EUR exhibits a nice relief rally as I don't think it has anything to do with the risk-on sentiment. The short side was simple too crowded. Though, I try to fade the rally as I think it is technically driven.
The AUD rally was sparked by the RBA on-hold decision. I don't have much faith in the move so I probably will look for shorting it on lower timeframes.
Perhaps the NZD is a better short should AUD turn north.
USD/JPY looks bearish as risk-off developed. I would see how it develops and look for long around 104.00.
Both SP500 and DAX are near pivot point especially the latter one and it looks just before falling off the cliff.
Economic Data will be very muted. In the US Personal Spending m/m and Chikagi PMI will be released, non of them are of high importance. Though the PMI is a good indication of the uncertainties surrounding the recovery: In Europe the preliminary GDP and the Flash CPI estimate will be released. It is to see whether better than expected data will continue coming. EUR CPI looks as if the inflation is ticking up: EUR/USD pushed through the 1.0950 resistance the follow through will be critical. We should see some consolidation before considering any trade. GBP/USD move was much less muted on Friday evening that suggest weakness. I think it is difficult to trade the 1.2250 level. It should approach other levels to consider any entry.
AUD/USD was one of the weakest on Friday. I will lokk for short entry targeting 0.7500. NZD/USD looks much stronger. AUD/NZD short also could be an interesting trade if the 1.059 breaks. USD/JPY is still a buy. USD/CAD is too noisy for me. SP500 looks more and more bearish, though 2210 is a strong resistance. DAX looks more attractive from the long side,though 10800 a very strong resistance.
The good US preliminarily GDP (+2.9% q/q annualized vs +2.6% expected) did
little with the USD. EUR is within yesterday's range. There are two forces drive EUR rates: - Policy divergence trades fueled by the increase in December FED rate
expectations against the common currency. - Better than expected Eurozone data helped the EUR. Coming releases will be
important in this respect. Look for short entry around 1.0950 or 1.0965 and false breakout, strong
rejection bar at 1.0850. There is not potential fundamental catalyst in sight that could
significantly move GBP. Brexit talk ignited moves were faded quickly recently.

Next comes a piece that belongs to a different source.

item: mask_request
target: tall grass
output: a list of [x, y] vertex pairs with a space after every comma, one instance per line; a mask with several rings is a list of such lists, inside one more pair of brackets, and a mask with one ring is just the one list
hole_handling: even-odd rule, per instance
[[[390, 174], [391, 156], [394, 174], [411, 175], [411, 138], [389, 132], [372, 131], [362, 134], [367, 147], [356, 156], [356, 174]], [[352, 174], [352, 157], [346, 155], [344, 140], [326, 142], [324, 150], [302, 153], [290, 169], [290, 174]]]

Look for short at 1.2250 and long at 1.2080. Aussie gave back the better than expected CPI gains and more. Its is in the
middle of the 0.7500-0.7700 daily range. Look for opportunities at these
levels. Kiwi is somewhat similar to AUD on daily basis but looks technically
stronger on the hourly chart. AUD/NZD cross seemingly rejecting the 5 months
old resistance at 0.7700. Iron ore prices rose for the seventh day by 10%.
Aluminum prices have also rallied strongly to five-year highs. The commodity
complex should support the AUD, so I would not short at 1.0770. I would rather
look for the false break of the 1.059 0 resistance. USD/JPY exhibits some consolidation. I look for long at 104.85. USD/CAD breakout loosing steam. Look for long entry at the retest of 1.3250.
SP500: long at 2124/2110 short at 2150/2170.